Astrogliogenesis in the SCN follows neurogenesis, as in other brain areas. Glial fibrillary acidic protein (GFAP), a marker protein of astrocytes, is detected at embryonic day (E) 20 (E20)in rat SCN. The expression increases at P3-4 and again further at P20-25 (Munekawa et al., 2000). The number of astrocytes increases in parallel with the extent of RHT innervation into the SCN in both hamsters and rats (Lavialle and Serviere, 1995; Munekawa et al., 2000). Rats undergoing bilateral eye enucleation immediately after birth do not show the dramatic increase in GFAP immunoreactivity at P20-25; their GFAP stays at low level even in adults (Munekawa et al., 2000). It is not the density of RHT terminals that matters for GFAP immunoreactivity, however, but their activity. GFAP immunoreactivity remains very low in rats kept in DD after birth, but the density of RHT terminals in the SCN does not differ from that in rats kept in LD. In contrast, the GFAP intensity increases when rats reared in DD are moved to LD lighting, and vice versa. Furthermore, pituitary adenylate cyclase–activating polypeptide, a neurotransmitter of RHT, but not glutamate, increases the length and number of astroglia in primary culture of hypothalamic astrocytes (Ikeda et al., 2003b). These findings suggest that postnatal development of astroglia in the SCN is reversible and dynamically regulated depending on the environmental light signals transmitted via the RHT.

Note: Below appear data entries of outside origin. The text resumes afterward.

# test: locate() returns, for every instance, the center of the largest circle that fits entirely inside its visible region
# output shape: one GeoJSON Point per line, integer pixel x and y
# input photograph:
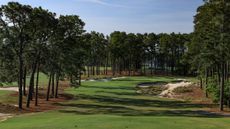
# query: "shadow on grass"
{"type": "Point", "coordinates": [128, 103]}
{"type": "Point", "coordinates": [91, 109]}
{"type": "Point", "coordinates": [135, 107]}
{"type": "Point", "coordinates": [110, 87]}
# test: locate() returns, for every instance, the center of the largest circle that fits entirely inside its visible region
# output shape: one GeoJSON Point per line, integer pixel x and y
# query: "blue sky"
{"type": "Point", "coordinates": [137, 16]}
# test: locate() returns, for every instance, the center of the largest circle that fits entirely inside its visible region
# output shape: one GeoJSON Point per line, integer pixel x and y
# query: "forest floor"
{"type": "Point", "coordinates": [116, 104]}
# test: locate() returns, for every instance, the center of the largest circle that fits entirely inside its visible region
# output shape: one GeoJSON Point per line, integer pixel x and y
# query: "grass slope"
{"type": "Point", "coordinates": [115, 105]}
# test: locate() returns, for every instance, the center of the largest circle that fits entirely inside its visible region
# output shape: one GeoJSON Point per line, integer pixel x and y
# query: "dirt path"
{"type": "Point", "coordinates": [171, 86]}
{"type": "Point", "coordinates": [9, 89]}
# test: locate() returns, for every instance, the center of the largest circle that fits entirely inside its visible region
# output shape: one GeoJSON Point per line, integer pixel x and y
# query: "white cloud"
{"type": "Point", "coordinates": [101, 2]}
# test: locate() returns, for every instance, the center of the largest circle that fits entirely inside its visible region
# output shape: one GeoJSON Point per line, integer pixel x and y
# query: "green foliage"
{"type": "Point", "coordinates": [183, 90]}
{"type": "Point", "coordinates": [115, 105]}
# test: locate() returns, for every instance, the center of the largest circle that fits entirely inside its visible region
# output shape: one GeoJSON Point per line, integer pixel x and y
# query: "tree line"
{"type": "Point", "coordinates": [208, 52]}
{"type": "Point", "coordinates": [35, 40]}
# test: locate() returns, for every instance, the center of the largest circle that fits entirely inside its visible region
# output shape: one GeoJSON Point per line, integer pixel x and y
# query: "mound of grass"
{"type": "Point", "coordinates": [180, 90]}
{"type": "Point", "coordinates": [116, 105]}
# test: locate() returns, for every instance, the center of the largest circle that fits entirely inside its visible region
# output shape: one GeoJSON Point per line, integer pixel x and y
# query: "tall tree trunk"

An Entrainable Circadian Clock Is Present in the Developing SCN
Several approaches have been used to demonstrate the presence of a functional oscillator in the developing SCN. One method is to rear offspring in conditions where postnatal environmental influences are minimized (e.g., by rearing in DD, or cross-fostering) and observe rhythms postnatally. This work shows that maternal entrainment starts prenatally and continues during the early postnatal period (Davis, 1997; Ohta et al., 2003; Reppert et al., 1984a; Reppert and Schwartz, 1986; Sasaki et al., 1984; Yamazaki et al., 2005). Multiple factors likely contribute to maternal entrainment of the developing offspring both prenatally and postnatally, including rhythms in nutrients, hormones, and temperature. Chemical signals that cross the placenta or physical signals such as activity/movements and body temperature are possible entraining time cues from mothers. Clock gene expression rhythms in the pups’ SCN revealed only a few cycles of exposure to periodic absence of the dam are enough to entrain pups’ rhythms when this manipulation occurs early in postnatal development (Yoshikawa et al., 2013).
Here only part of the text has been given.